Bitcoin (BTC) is nearing crucial price levels that could result in significant market movements. Current data from Coinglass indicates that should Bitcoin surpass $93,000, approximately $721 million in short positions on centralized exchanges (CEXs) would face liquidation.
After dipping below $90,000 over the weekend, Bitcoin has started the week with a recovery, climbing above the $91,000 mark. This upward trend is mirrored by major altcoins, including Ethereum (ETH), which is trading above $3,100. Other notable performers include XRP and Solana (SOL), which have seen gains of 2.6% and 2.2%, respectively, in the past 24 hours.
The potential for continued price increases in Bitcoin and other digital assets appears to hinge on upcoming decisions from the Federal Reserve and statements from Chairman Jerome Powell. As the market reacts to these developments, traders are keeping a close eye on key price thresholds.
According to Coinglass, if Bitcoin drops below $90,000, around $340 million in long positions would also be liquidated. In the last 24 hours alone, the market witnessed $450 million in leveraged transactions liquidated, with $293.2 million in long positions and $157.5 million in short positions being affected. A total of 130,468 traders experienced liquidation events during this time.

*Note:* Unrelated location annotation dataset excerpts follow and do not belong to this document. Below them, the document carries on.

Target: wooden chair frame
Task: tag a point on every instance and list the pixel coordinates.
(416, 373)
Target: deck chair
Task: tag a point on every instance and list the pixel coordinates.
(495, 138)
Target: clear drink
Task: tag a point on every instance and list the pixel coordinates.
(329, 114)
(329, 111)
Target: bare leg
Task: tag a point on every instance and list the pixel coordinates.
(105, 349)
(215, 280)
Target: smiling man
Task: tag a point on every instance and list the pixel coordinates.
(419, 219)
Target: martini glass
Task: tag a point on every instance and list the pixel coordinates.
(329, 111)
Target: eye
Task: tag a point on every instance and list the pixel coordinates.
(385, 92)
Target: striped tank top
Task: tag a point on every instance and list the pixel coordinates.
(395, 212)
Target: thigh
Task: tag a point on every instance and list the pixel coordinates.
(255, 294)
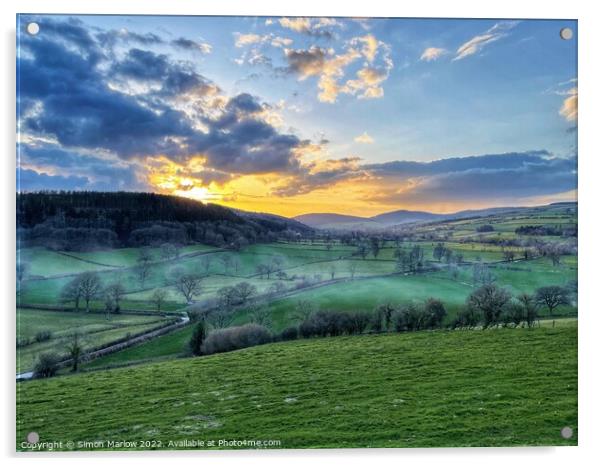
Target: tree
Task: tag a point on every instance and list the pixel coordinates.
(114, 293)
(276, 288)
(168, 251)
(89, 286)
(508, 255)
(303, 310)
(75, 350)
(189, 285)
(385, 311)
(552, 297)
(374, 246)
(72, 292)
(226, 261)
(490, 300)
(221, 317)
(439, 251)
(244, 291)
(261, 316)
(434, 312)
(482, 274)
(227, 296)
(206, 263)
(145, 255)
(143, 271)
(352, 267)
(159, 297)
(198, 338)
(529, 304)
(46, 366)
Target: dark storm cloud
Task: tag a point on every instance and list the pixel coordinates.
(80, 110)
(90, 171)
(487, 177)
(456, 164)
(142, 65)
(31, 180)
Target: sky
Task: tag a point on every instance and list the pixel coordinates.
(291, 116)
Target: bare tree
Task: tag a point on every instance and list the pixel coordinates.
(206, 264)
(159, 297)
(529, 304)
(221, 317)
(226, 261)
(303, 310)
(72, 292)
(115, 292)
(276, 288)
(552, 297)
(244, 291)
(75, 349)
(89, 286)
(261, 316)
(189, 285)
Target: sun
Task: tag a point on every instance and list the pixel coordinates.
(198, 193)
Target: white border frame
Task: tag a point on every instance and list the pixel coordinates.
(589, 219)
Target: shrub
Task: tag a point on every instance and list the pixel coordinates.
(43, 335)
(22, 342)
(46, 366)
(233, 338)
(490, 301)
(434, 312)
(358, 322)
(290, 333)
(466, 318)
(409, 318)
(198, 337)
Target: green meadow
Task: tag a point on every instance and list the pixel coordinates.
(497, 387)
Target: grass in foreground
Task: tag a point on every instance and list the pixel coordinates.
(500, 387)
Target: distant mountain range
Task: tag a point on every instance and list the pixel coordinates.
(329, 221)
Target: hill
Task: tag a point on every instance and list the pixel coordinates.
(89, 220)
(401, 217)
(336, 221)
(501, 387)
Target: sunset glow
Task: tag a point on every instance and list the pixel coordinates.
(299, 115)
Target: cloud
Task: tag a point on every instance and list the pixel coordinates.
(491, 179)
(330, 68)
(477, 43)
(242, 40)
(143, 105)
(318, 27)
(31, 180)
(364, 138)
(569, 105)
(432, 53)
(187, 44)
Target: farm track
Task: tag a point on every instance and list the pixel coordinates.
(140, 338)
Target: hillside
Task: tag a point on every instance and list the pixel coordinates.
(399, 217)
(71, 220)
(334, 221)
(446, 388)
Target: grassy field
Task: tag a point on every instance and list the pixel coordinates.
(94, 329)
(325, 266)
(501, 387)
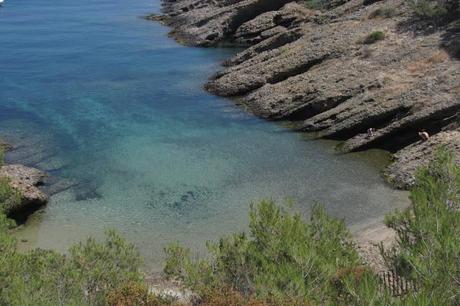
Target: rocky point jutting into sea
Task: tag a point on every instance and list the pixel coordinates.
(324, 71)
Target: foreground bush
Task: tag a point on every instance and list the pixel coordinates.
(283, 260)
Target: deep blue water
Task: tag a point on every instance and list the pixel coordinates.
(115, 111)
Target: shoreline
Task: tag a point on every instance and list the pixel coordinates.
(288, 72)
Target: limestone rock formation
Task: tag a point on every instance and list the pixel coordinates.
(26, 181)
(354, 65)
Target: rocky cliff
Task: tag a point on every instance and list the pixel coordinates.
(26, 181)
(338, 71)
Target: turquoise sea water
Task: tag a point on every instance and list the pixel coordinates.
(115, 111)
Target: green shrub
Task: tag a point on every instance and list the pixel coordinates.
(84, 277)
(281, 258)
(374, 37)
(428, 244)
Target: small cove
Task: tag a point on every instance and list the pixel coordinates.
(106, 102)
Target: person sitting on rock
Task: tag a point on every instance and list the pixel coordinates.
(370, 132)
(424, 135)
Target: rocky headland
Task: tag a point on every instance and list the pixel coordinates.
(337, 71)
(26, 182)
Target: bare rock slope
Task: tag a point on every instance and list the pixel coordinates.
(26, 181)
(356, 65)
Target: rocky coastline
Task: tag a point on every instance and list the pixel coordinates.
(26, 181)
(336, 72)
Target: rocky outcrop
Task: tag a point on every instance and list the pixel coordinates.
(26, 181)
(407, 160)
(356, 65)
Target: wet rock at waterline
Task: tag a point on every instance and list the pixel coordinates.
(320, 68)
(26, 181)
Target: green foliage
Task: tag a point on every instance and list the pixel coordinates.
(84, 277)
(282, 257)
(428, 245)
(374, 37)
(383, 12)
(2, 154)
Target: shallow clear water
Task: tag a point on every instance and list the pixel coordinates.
(114, 109)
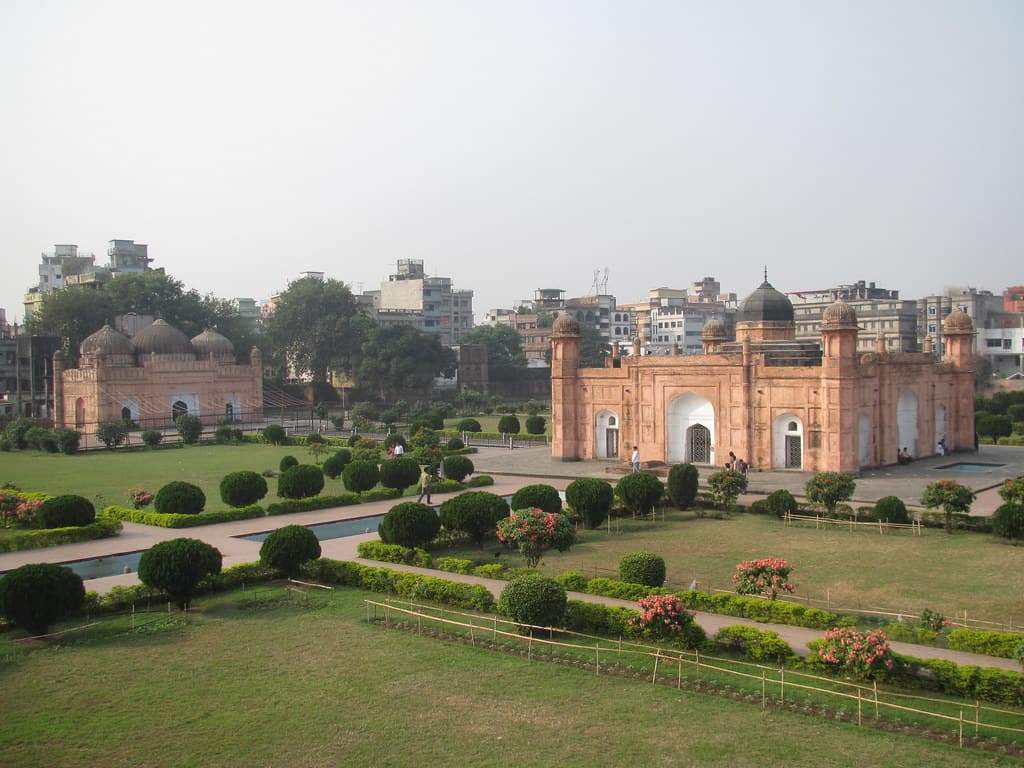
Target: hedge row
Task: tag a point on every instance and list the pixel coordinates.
(165, 520)
(18, 541)
(413, 586)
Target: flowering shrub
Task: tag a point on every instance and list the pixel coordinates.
(846, 649)
(534, 531)
(139, 498)
(950, 496)
(666, 617)
(767, 577)
(829, 488)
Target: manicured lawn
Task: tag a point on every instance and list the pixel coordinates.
(279, 684)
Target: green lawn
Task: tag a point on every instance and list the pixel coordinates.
(246, 683)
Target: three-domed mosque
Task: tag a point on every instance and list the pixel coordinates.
(154, 377)
(771, 399)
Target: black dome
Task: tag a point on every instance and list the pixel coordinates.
(765, 305)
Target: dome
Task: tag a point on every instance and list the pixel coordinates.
(565, 325)
(160, 338)
(714, 330)
(105, 341)
(210, 342)
(957, 322)
(765, 305)
(839, 314)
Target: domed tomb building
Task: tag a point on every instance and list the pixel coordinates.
(771, 399)
(154, 377)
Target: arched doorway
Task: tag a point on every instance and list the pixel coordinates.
(690, 424)
(606, 435)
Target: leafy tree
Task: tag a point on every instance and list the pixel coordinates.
(176, 566)
(401, 358)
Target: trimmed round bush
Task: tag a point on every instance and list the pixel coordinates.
(682, 485)
(66, 511)
(242, 488)
(177, 566)
(288, 548)
(457, 468)
(508, 425)
(536, 424)
(639, 492)
(535, 600)
(35, 596)
(334, 465)
(300, 481)
(179, 498)
(590, 498)
(152, 437)
(474, 513)
(891, 509)
(537, 497)
(359, 475)
(274, 434)
(642, 567)
(780, 503)
(410, 524)
(399, 473)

The largest liquidation recorded occurred in the ETH/USD pair on Hyperliquid, highlighting the volatility present in the crypto market. As traders prepare for further fluctuations, understanding these critical price levels is essential for navigating the current landscape.
This situation underscores the inherent risks associated with trading Bitcoin and other cryptocurrencies, particularly in a climate influenced by economic policy decisions.